ついでに言えば、聖の親切にはわざとらしさがなかった。善行をしている自覚のない人間だけが出せる種類の自然さで、これは中々意図して出せるものではない。
「あの子はいい子だよ」
とは食堂で水谷が隣の堀内に漏らした言葉である。堀内はそうかい、と鼻を鳴らしたが。
§
一方で──Bブロックの住人のうち何人かは、聖と廊下ですれ違うとき足が速くなる。
目が合いそうになると反射的に逸らす。廊下の幅が急に狭くなったかのように壁際へ寄る。本人たちにその自覚はなく、指摘されたところで首を傾げるだろう。
聖自身はどうかといえば──気づいているのかいないのか判然としない。表情は変わらず丁寧で控えめで、少しだけ伏し目がちなまま配給の列に並ぶ。ぱっと見はただの陰キャといったところが、別に珍しくはない。
要は普通なのだ。
◆
笹本がBブロックの田辺に声をかけたのは五日目の夕食後だった。
田辺は四十代半ばの独身女である。崩壊の前は区役所の窓口に立っていた。人当たりは柔らかいが神経質なところがあり、配給のたびに缶詰の賞味期限を確認する癖がある。仮に賞味期限が切れていた所で別のものに変えてくれるわけでもないのだが、それでも気になるらしい。笹本とは給水所で二度ほど言葉を交わした程度の仲でしかない。

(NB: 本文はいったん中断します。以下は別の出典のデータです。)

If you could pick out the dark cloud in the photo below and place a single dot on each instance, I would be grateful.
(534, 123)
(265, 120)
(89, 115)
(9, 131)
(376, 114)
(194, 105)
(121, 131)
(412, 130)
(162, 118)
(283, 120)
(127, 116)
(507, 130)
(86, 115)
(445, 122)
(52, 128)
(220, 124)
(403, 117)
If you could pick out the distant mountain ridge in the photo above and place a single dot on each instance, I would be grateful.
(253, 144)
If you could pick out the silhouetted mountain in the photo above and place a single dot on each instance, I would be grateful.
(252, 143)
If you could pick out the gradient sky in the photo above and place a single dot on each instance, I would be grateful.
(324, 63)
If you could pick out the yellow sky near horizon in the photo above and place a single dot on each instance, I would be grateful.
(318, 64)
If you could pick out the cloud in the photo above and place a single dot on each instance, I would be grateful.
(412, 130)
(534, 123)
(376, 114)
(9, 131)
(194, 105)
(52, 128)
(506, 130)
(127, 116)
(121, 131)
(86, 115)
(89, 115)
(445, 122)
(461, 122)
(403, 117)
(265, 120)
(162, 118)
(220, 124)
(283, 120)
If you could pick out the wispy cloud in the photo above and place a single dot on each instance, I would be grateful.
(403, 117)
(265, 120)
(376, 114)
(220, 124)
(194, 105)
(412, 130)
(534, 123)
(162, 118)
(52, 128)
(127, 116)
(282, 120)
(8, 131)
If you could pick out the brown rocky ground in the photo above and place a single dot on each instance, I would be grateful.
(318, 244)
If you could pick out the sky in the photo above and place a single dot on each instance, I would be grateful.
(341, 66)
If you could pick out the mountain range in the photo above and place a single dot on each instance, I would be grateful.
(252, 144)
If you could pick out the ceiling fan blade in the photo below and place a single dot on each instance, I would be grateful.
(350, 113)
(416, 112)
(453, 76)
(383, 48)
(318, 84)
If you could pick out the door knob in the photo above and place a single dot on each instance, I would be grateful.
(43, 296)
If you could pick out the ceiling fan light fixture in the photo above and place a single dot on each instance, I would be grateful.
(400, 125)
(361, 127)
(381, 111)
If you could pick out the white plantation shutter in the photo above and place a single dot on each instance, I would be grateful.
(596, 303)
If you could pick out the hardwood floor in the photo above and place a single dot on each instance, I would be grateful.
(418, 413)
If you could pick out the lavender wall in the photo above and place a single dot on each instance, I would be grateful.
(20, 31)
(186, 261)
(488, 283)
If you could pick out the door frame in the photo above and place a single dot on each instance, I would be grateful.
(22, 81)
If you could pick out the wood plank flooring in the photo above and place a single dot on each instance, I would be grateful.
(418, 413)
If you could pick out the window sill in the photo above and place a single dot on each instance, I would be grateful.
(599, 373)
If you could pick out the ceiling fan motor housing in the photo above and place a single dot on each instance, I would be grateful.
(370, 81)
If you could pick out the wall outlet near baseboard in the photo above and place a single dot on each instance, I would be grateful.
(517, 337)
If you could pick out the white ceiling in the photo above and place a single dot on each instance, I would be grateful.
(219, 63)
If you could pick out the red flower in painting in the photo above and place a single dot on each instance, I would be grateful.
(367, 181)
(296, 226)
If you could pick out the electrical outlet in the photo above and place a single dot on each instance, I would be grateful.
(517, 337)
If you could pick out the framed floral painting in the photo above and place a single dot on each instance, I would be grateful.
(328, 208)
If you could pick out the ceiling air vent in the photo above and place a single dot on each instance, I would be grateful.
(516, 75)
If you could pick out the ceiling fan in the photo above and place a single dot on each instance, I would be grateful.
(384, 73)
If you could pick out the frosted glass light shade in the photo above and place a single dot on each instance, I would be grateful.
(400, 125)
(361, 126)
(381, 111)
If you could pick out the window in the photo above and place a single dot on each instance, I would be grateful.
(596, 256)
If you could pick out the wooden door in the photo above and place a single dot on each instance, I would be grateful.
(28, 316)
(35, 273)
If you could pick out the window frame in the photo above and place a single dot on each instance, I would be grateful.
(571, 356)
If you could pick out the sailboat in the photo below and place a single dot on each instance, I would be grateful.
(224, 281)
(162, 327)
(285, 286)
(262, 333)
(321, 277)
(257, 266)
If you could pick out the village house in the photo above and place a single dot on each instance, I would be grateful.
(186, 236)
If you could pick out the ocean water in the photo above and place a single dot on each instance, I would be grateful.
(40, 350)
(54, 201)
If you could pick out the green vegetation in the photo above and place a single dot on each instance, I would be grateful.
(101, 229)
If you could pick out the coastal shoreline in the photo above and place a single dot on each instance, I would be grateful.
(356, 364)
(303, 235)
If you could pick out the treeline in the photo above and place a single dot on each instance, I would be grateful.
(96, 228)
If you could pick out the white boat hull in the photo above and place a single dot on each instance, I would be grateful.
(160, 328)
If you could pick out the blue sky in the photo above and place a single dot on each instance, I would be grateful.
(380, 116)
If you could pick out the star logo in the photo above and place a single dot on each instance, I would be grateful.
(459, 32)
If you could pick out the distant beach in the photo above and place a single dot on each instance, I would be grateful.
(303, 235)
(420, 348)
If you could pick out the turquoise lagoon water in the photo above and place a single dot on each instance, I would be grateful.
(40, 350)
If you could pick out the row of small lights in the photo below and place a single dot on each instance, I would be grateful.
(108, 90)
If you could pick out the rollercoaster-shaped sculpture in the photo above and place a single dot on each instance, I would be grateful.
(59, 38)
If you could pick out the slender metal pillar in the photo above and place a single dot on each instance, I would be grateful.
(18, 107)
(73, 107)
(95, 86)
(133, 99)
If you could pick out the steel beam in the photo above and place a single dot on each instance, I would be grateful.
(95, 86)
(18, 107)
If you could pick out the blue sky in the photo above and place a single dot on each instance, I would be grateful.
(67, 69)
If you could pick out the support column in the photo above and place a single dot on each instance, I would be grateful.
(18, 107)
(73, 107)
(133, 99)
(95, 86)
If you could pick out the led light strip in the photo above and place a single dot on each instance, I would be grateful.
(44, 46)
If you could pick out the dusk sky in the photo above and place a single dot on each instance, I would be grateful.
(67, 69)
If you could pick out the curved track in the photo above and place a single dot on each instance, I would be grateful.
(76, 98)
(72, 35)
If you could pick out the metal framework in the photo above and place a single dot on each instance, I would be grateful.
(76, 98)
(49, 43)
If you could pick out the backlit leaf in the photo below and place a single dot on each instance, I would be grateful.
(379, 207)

笹本はCブロックの階段を降りてきて、ちょうど廊下に出た田辺の横にするりと並んだ。
「ねえ田辺さん。あの子のこと避けてるでしょ」
田辺の足が止まった。
「あの子って」
「Aの、最近入ってきた男の子。パーカーの」
笹本の口調はなんでもない。右手で耳の後ろを掻きながら壁にもたれている。左の袖は肘のあたりで折り返され、そこから先には何もない。
「避けてるっていうか……」
田辺は口ごもる。
「別にあの子が何かしたわけじゃないのよ」
「うん」
「でもね」
田辺は言葉を探すように天井を見上げ、数秒かけてからぽつりと落とした。
「なんだか怖いの」
笹本は何も言わない。
「おかしいでしょ。あの子いい子なのに。お年寄りには親切だし。なのに私、あの子の近く通るとなんだか──」
「ふうん」
「安田さんもそうみたいで……」
「安田さんって?」
「Bの、窓際の。あの人もあの子の前だとそわそわしちゃうって」
笹本は頷くでもなく否定するでもなく、ただ短い相槌を打った。
「まあ、気にしすぎないほうがいいよ」
田辺はその言葉にすがるように頷いて自分の区画へ戻った。
◆
田辺が廊下の角を曲がっても笹本はまだ壁にもたれている。
気にしすぎないほうがいい。自分で言っておいて妙な気分になる。
田辺の感じている「なんだか怖い」は正しい。安田とやらのそれも同じだろう。理由がわからないから「なんだか」という言い方になるのだろうと笹本は思った。虫の知らせとか第六感とか、そういう曖昧な名前でしか触れられないものが御堂 聖の周囲にはあって、それを体の深いところで嗅ぎとっている。
笹本の場合はもう少し事情が違う。
輪郭が見えているのだ。
恐怖の輪郭というべきか──例えるならば、ファラリスの雄牛という処刑道具がある。これは金属製の雄牛像なのだが、内部は空洞だ。この中に罪人をいれて、外から雄牛を炙る事で焼き殺す。だがそういった使い方を知らない者がファラリスの雄牛を見たらどう思うだろうか。「処刑道具です」とだけ知らされていたとしたら。まあ処刑道具なのだから不気味で、不安で、なんだか怖くなるだろう。しかし、その使い方を知っている者が見れば? 感じる恐怖は格別だろう。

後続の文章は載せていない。